How spam filters dictated Canadian magazine’s fate

by Jude Sheerin, BBC News

After 90 years, one of Canada’s oldest magazines, The Beaver, is changing its name.  Its publishers say it was only natural that a Canadian history journal should have been named in honour of the industrious dam-building creature which is the country’s national emblem.

But in recent times the magazine’s attempts to reach a new online audience kept falling foul of spam filters – particularly in schools – because beaver is also a slang term for female genitalia. ….

In 1996, residents in the British town of Scunthorpe were initially banned from registering with internet service provider AOL because the town’s name contained an obscenity. This became known as the Scunthorpe problem.

Elsewhere in England, residents of the South Yorkshire town of Penistone and Lightwater in Surrey had the same trouble. …..

The problem, technology experts say, is that with a worldwide web awash with filth, broad blocking rules often result in a false positive, meaning innocent content is binned just to be on the safe side.  Furthermore, distinguishing the e-mail sheep from the goats can be a tricky business, especially given the intensity of the so-called “arms race” between the filters and the spammers. ….
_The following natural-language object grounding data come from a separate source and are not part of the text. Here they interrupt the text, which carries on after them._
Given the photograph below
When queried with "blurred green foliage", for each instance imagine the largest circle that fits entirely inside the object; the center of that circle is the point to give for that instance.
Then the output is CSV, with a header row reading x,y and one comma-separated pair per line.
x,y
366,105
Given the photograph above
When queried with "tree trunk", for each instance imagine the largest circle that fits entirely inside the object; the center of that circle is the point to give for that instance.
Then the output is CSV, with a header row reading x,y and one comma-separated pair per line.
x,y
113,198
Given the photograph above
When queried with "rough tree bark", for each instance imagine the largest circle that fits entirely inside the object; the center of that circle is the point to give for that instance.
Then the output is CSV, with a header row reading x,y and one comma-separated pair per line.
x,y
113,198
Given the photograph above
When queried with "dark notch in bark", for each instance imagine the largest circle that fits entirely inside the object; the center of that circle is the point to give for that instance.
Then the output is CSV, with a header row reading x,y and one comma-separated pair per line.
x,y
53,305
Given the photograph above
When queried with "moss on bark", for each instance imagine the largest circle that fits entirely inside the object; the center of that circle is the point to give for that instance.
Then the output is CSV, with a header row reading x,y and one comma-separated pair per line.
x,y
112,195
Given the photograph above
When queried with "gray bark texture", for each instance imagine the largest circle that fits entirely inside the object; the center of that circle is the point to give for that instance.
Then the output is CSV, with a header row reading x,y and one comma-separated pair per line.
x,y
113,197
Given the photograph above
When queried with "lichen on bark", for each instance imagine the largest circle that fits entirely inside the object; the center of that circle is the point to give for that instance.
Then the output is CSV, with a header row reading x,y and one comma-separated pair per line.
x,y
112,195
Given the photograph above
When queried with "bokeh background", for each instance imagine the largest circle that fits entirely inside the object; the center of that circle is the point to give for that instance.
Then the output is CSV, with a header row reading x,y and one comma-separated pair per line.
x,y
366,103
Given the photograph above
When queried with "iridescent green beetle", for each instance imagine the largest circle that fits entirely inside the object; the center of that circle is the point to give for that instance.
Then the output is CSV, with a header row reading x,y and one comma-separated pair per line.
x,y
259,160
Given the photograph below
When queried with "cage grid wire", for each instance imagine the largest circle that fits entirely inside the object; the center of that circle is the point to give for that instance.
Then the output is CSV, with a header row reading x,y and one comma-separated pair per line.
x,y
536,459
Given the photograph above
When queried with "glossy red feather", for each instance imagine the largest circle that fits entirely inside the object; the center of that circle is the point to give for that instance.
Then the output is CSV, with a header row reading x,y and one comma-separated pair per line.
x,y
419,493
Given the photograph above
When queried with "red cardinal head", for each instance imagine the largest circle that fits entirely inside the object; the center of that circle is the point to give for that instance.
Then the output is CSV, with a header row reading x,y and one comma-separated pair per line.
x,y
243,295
In 2008, a news website run by the American Family Association censored an Associated Press article on the sprinter Tyson Gay. A filter decided that “gay” was an offensive word, which should be replaced with “homosexual”. The resulting article began with the memorable headline: “Homosexual eases into 100m final at Olympic trials”. ….

…. Henry Stern, Cisco Systems’ senior security researcher, says without the blockers, a tsunami of between 250bn and 400bn spam messages a day would deluge our inboxes, crashing computer networks around the world. Report

DCL: trust the BBC to know what’s going on!